Conjugate gradients for the normal equation#

class EarlyStopping.ConjugateGradients(design, response, critical_value=None, starting_value=None, true_signal=None, true_noise_level=None, interpolation=False, computation_threshold=1e-08)#

[Source] Conjugate gradients algorithm applied to the normal equation of a linear model

Parameters

design: array. nxp design matrix of the linear model.

response: array. n-dim vector of the observed data in the linear model.

true_signal: array or None, default = None. p-dim vector. For simulation purposes only. For simulated data the true signal can be included to compute additional quantities.

true_noise_level: float or None, default = None. For simulation purposes only. Corresponds to the standard deviation of normally distributed noise contributing to the response variable.

critical_value: array or None, default = None. Critical value for the early stopping rule.

starting_value: array or None, default = None. Determines the zeroth step of the iterative procedure. Defaults to the zero vector.

interpolation: boolean, default = False. If interpolation is set to True, the early stopping iteration index can be noninteger valued.

computation_threshold: float, default = 10 ** (-8). Threshold used to terminate the conjugate gradients algorithm.

Attributes

sample_size: int. Sample size of the linear model.

parameter_size: int. Parameter size of the linear model.

iter: int. Current conjugate gradient iteration of the algorithm.

conjugate_gradient_estimate: array. Conjugate gradient estimate at the current iteration for the data given in design and response.

early_stopping_index: int or float or None. Early Stopping iteration index. Is set to None if no early stopping is performed.

residuals: array. Lists the sequence of the squared residuals between the observed data and the conjugate gradient estimator.

strong_empirical_errors: array. Only exists if true_signal was given. Lists the values of the strong empirical error between the conjugate gradient estimator and the true signal up to the current conjugate gradient iteration.

weak_empirical_errors: array. Only exists if true_signal was given. Lists the values of the weak empirical error between the conjugate gradient estimator and the true signal up to the current conjugate gradient iteration.

Methods

iterate(number_of_iterations = 1)

Performs number_of_iterations of the conjugate gradients algorithm.
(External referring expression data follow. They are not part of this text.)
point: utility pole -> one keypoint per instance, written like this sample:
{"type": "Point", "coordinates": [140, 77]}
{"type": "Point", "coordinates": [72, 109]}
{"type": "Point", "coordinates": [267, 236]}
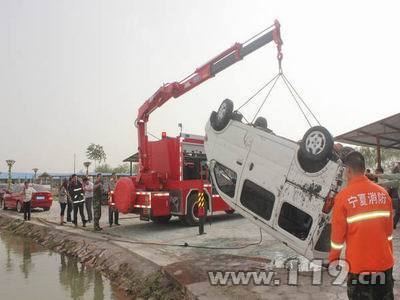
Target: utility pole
{"type": "Point", "coordinates": [10, 163]}
{"type": "Point", "coordinates": [74, 162]}
{"type": "Point", "coordinates": [87, 164]}
{"type": "Point", "coordinates": [35, 171]}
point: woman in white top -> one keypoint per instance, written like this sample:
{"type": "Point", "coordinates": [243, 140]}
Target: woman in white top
{"type": "Point", "coordinates": [27, 192]}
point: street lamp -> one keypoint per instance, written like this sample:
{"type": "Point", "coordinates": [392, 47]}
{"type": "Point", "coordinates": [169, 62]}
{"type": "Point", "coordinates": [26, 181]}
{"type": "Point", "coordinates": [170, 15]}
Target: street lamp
{"type": "Point", "coordinates": [87, 164]}
{"type": "Point", "coordinates": [10, 163]}
{"type": "Point", "coordinates": [35, 170]}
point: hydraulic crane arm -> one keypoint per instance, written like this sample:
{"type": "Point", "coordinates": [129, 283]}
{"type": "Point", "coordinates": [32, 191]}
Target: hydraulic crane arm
{"type": "Point", "coordinates": [203, 73]}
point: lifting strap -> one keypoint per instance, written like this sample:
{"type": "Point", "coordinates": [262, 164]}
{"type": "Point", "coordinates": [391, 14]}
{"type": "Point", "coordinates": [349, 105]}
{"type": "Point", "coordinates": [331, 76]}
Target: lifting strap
{"type": "Point", "coordinates": [295, 95]}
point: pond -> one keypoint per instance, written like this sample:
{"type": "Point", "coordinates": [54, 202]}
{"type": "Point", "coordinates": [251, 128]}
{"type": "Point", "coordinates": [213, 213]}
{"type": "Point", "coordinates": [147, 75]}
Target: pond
{"type": "Point", "coordinates": [28, 271]}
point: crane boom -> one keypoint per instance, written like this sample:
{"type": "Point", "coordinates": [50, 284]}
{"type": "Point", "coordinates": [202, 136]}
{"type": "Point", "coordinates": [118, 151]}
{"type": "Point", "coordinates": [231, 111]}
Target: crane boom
{"type": "Point", "coordinates": [173, 90]}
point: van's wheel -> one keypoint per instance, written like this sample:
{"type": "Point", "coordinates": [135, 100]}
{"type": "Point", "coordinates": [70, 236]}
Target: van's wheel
{"type": "Point", "coordinates": [317, 144]}
{"type": "Point", "coordinates": [315, 149]}
{"type": "Point", "coordinates": [192, 215]}
{"type": "Point", "coordinates": [161, 219]}
{"type": "Point", "coordinates": [19, 207]}
{"type": "Point", "coordinates": [221, 118]}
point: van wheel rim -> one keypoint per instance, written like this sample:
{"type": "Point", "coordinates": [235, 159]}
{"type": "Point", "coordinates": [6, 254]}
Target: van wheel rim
{"type": "Point", "coordinates": [221, 111]}
{"type": "Point", "coordinates": [194, 213]}
{"type": "Point", "coordinates": [315, 142]}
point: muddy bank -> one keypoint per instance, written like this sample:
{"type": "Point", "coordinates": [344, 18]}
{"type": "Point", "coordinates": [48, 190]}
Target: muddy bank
{"type": "Point", "coordinates": [134, 274]}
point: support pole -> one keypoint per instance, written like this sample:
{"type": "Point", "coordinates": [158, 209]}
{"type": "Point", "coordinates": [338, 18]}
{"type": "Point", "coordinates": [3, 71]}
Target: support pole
{"type": "Point", "coordinates": [201, 212]}
{"type": "Point", "coordinates": [378, 156]}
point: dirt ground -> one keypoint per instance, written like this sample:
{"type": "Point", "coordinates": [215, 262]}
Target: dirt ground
{"type": "Point", "coordinates": [231, 243]}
discrepancy_stop(max_iter)

Stops the conjugate gradients algorithm based on the discrepancy principle.

gather_all(max_iter)

Gathers all relevant simulation data.

calculate_interpolated_residual(index)

Calculates the interpolated squared residual(s) at a(n array of) noninteger index (indices).

calculate_interpolated_strong_empirical_error(index)

Calculates the interpolated strong empirical error(s) at a(n array of) noninteger index (indices).

calculate_interpolated_weak_empirical_error(index)

Calculates the interpolated weak empirical error(s) at a(n array of) noninteger index (indices).

calculate_empirical_oracles(max_iter)

Calculates the strong and weak empirical oracle indices and errors.

ConjugateGradients.iterate(number_of_iterations=1)#

Performs number_of_iterations of the conjugate gradients algorithm.

Parameters

number_of_iterations: int, default = 1. Number of conjugate gradients iterations to be performed.

ConjugateGradients.discrepancy_stop(max_iter)#

Early stopping for the conjugate gradient procedure based on the discrepancy principle. Procedure is stopped when the squared residuals go below critical_value or iteration max_iter is reached.

Parameters

max_iter: int. The maximum number of iterations to be performed.

ConjugateGradients.gather_all(max_iter)#

Gathers all relevant simulation data (runs the algorithm till max_iter) but tracks the early stopping index and the associated conjugate gradient estimate.

Parameters

max_iter: int. The maximum number of iterations to be performed.

ConjugateGradients.calculate_interpolated_residual(index)#

Calculates the interpolated squared residual at a possibly noninteger iteration index. The function is vectorized such that arrays of indices can be inserted.

Parameters

index: array or float. Index or array of indices where the interpolated squared residual(s) should be calculated.

ConjugateGradients.calculate_interpolated_strong_empirical_error(index)#

Calculates the interpolated strong empirical error at a possibly noninteger iteration index. The function is vectorized such that arrays of indices can be inserted.

Parameters

index: array or float. Index or array of indices where the interpolated error(s) should be calculated.

ConjugateGradients.calculate_interpolated_weak_empirical_error(index)#

Calculates the interpolated weak empirical error at a possibly noninteger iteration index. The function is vectorized such that arrays of indices can be inserted.

Parameters

index: array or float. Index or array of indices where the interpolated error(s) should be calculated.

ConjugateGradients.calculate_empirical_oracles(max_iter)#

Calculates the strong and weak empirical oracles. Returns a vector, where the first (third) entry is the strong (weak) empirical oracle and the second (fourth) entry is the corresponding strong (weak) empirical error.

Parameters

max_iter: int. The maximum number of iterations to be performed.